Not what I once was…

As the journey continues I’m becoming aware of the changes in me and the result of those changes reflected on the environment around me. Changes in me exposed change the world. Changes in how I view the world in and around me impact the way I walk with Him. 

Changes in how I view the world in it’s masked brokenness create a relatedness that only the spirit can understand. The ideas I have and perspectives I share are not what they once were.

I’m not what I once was.

Once my thoughts led me to believe I was a sinner, saved by grace. Sinner…! yeah, it’s written all over my face. And although the later may be true [saved by grace]. I am far from the former.

I am a saint who sometimes sins. [truth]

A Saint…!  Something about it just rings true in my redeemed heart more than the association with the sinner side of me. The temporal, selfish fleshly vapor side of life needs no help knowing how far I’ve fallen.

It’ s important to acknowledge the death of Our Savior, but even more critical to embrace the identity in His risen self.
 
He lives!!! And so do I.

When He rose, I was risen with Him. I am a new creation. The old has gone and the new has come.

I am not what I once was.

Something about being a saint born into a life of sin seems more tangible than the sinner man that so closely associates with my carnal self.

A revelation about who I am in Christ [a new creation] began taking shape in my heart about 3 years ago. And even up to this point in my life I am learning more about  the truth. I was born a child of God and the inheritance that comes along with royalty is mine.

But I’m not in it for the inheretance..I’m in it for Him. I am deeply grateful for the gift forever and always, but I am desperate for the giver.
  

Releasing me from the affiliation with a “pauper mentality” that so easily stifles my growth, blots out my true identity and suffocates my light. I no longer camp out at the cross..but I jump for joy because He lives in me.

False humility sucks. And me playing small serves no one.

Life is too short to not show up.

Show up for the things that matter. The things that make the world go round. Show up for the one life we have to live and give away everything that we’ve been given – freely.

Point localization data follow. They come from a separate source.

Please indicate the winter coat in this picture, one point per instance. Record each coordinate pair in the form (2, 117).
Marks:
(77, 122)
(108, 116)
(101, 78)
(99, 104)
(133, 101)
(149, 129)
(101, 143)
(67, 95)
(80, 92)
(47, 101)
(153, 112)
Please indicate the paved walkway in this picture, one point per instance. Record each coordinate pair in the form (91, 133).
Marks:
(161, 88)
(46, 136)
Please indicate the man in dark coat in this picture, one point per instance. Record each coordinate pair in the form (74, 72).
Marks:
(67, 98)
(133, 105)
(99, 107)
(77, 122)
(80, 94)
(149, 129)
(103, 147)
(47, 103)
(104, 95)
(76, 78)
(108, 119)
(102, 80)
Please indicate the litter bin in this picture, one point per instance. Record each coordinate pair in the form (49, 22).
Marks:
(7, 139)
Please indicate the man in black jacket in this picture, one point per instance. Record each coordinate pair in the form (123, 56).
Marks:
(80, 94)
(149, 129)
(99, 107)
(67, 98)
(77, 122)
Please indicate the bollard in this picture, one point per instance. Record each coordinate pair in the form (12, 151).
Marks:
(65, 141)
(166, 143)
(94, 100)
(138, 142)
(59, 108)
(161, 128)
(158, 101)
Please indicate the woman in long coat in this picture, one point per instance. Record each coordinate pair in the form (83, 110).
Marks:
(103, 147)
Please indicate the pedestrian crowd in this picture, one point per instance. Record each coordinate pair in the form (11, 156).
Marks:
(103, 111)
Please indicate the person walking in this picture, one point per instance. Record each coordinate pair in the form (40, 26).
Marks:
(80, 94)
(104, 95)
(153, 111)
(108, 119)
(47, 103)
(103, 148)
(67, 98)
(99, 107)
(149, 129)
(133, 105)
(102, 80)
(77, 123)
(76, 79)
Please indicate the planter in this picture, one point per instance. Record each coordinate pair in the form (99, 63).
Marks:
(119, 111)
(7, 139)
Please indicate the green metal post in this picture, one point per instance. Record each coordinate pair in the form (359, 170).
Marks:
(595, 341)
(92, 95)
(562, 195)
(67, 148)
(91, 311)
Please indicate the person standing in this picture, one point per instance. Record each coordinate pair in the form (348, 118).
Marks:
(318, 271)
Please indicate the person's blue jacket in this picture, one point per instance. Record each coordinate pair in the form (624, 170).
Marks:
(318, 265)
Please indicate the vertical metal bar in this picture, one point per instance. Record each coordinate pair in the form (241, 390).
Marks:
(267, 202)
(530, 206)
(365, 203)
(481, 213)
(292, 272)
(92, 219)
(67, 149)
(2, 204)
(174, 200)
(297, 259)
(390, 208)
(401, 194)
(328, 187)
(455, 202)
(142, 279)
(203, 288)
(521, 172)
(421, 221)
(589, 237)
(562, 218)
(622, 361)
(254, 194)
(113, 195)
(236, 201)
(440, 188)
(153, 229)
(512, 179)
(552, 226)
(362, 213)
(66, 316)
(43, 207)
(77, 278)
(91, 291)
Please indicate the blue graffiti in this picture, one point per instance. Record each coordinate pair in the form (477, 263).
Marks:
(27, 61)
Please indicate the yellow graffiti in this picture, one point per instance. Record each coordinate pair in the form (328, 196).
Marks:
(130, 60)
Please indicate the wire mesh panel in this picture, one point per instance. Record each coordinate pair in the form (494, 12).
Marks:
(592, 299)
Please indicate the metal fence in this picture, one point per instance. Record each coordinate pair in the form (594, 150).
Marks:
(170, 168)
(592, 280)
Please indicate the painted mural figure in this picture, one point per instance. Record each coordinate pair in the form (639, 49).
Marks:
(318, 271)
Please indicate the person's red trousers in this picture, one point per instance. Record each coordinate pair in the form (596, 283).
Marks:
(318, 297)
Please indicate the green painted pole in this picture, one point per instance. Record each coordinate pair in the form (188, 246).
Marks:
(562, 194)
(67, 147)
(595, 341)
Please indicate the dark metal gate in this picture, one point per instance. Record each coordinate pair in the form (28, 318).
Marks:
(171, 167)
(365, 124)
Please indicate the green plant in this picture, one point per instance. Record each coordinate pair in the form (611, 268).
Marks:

This life is a gift and what we do with it is a gift back to the giver. Know that you will never see another moment like the one that’s happening right now. You will never be as youthful as you are at this very moment. The clock is ticking.

Some in life experience an event or crisis of some sort that changes the trajectory and outcome of the path chosen. My crisis left me standing alone, reflecting on who I was. Now I see I was only a mere shadow of who I would become.

I pray the world around is compelled to be the change in the world they wish to see through my willingness to be vulnerable and transparent in my brokenness.  That others may know Him…

Changes in how I breath act, as living example of the “Infinite Perfection” of His creation. But it’s the chasm of fallen self that separates the creation from it’s Creator and the sacrafice of the Son that allows me to live in freedom.
 
Thank God for His risen Son.

As my pace quickens and my breath shortens I realize yet again – I’m chasing after Him.